Il testo affronta in modo più sistematico i principali istituti contrattuali, dovuti a diversi interventi legislativi che si sono susseguiti nel tempo. Sono stati risolti diversi nodi, a partire dalle relazioni sindacali con una regolazione semplificata ed unitaria della materia. Sono state ampliate ed innovate alcune tutele, ad esempio quelle concernenti le gravi patologie che necessitano di terapie salvavita, le misure in favore delle donne vittime di violenza, le ferie e i riposi solidali per i dirigenti che debbano assistere figli minori bisognosi di cure.

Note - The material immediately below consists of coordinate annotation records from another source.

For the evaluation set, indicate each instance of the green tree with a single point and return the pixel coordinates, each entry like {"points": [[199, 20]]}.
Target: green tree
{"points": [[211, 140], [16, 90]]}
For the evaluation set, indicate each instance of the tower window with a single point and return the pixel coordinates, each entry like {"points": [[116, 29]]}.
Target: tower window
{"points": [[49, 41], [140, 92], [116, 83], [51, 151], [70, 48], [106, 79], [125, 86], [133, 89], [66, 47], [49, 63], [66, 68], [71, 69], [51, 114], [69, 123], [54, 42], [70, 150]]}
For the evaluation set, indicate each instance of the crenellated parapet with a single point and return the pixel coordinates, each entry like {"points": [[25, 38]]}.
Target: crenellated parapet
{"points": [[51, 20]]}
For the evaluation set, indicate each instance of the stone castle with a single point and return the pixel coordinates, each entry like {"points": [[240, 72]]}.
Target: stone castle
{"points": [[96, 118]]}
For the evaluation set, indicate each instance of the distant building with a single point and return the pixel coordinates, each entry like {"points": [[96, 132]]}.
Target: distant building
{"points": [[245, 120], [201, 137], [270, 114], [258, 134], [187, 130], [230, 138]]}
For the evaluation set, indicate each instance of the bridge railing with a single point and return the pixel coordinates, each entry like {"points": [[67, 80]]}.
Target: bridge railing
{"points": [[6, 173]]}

Un rilievo particolare è dato alla specialità di questa dirigenza, con un nuovo sistema degli incarichi per valorizzare la carriera dirigenziale, anche professionale, e nel relativo sistema di verifica e valutazione. Sotto il profilo economico, il contratto prevede incrementi a regime del 3,48%, che corrispondono a un beneficio medio complessivo di poco più di 190 euro/mese. C'è poi una rivalutazione degli stipendi tabellari a regime di 125 euro al mese per tredici mensilità a cui si aggiungono gli ulteriori incrementi che hanno interessato la parte accessoria del salario, con una particolare attenzione agli istituti retributivi più direttamente correlati alla erogazione dei servizi (guardie mediche e retribuzione di risultato). 

Il ministro

«Si riparte con gli aumenti salariali, con la valorizzazione della carriera, con le tutele ai più giovani e alle donne, e con il sostegno per le situazioni di disagio. I nostri medici sono una risorsa preziosa per il Paese. Oggi finalmente è stato firmato, dopo oltre un decennio, il rinnovo del contratto ed è una bella notizia». Lo sottolinea il ministro della Salute, Roberto Speranza, commentando la firma dei sindacati in sede Aran del rinnovo contrattuale dei medici del Servizio sanitario nazionale. «Si è andati a migliorare, in alcuni casi a raddoppiare, le indennità per i medici che fanno le guardie notturne e festive e che lavorano nei pronto soccorso. Poi - rileva il ministro in una nota - ci sono gli aumenti del tabellare, gli arretrati contrattuali, l’aumento della posizione fissa e molto altro ancora». Ed ancora: «Ora i giovani medici precari possono cumulare i periodi di lavoro diversi e ottenere dopo 5 anni il primo scatto di 5500 euro all’anno. E per i medici più anziani c'è la possibilità di essere esonerati dalle guardie», afferma il ministro.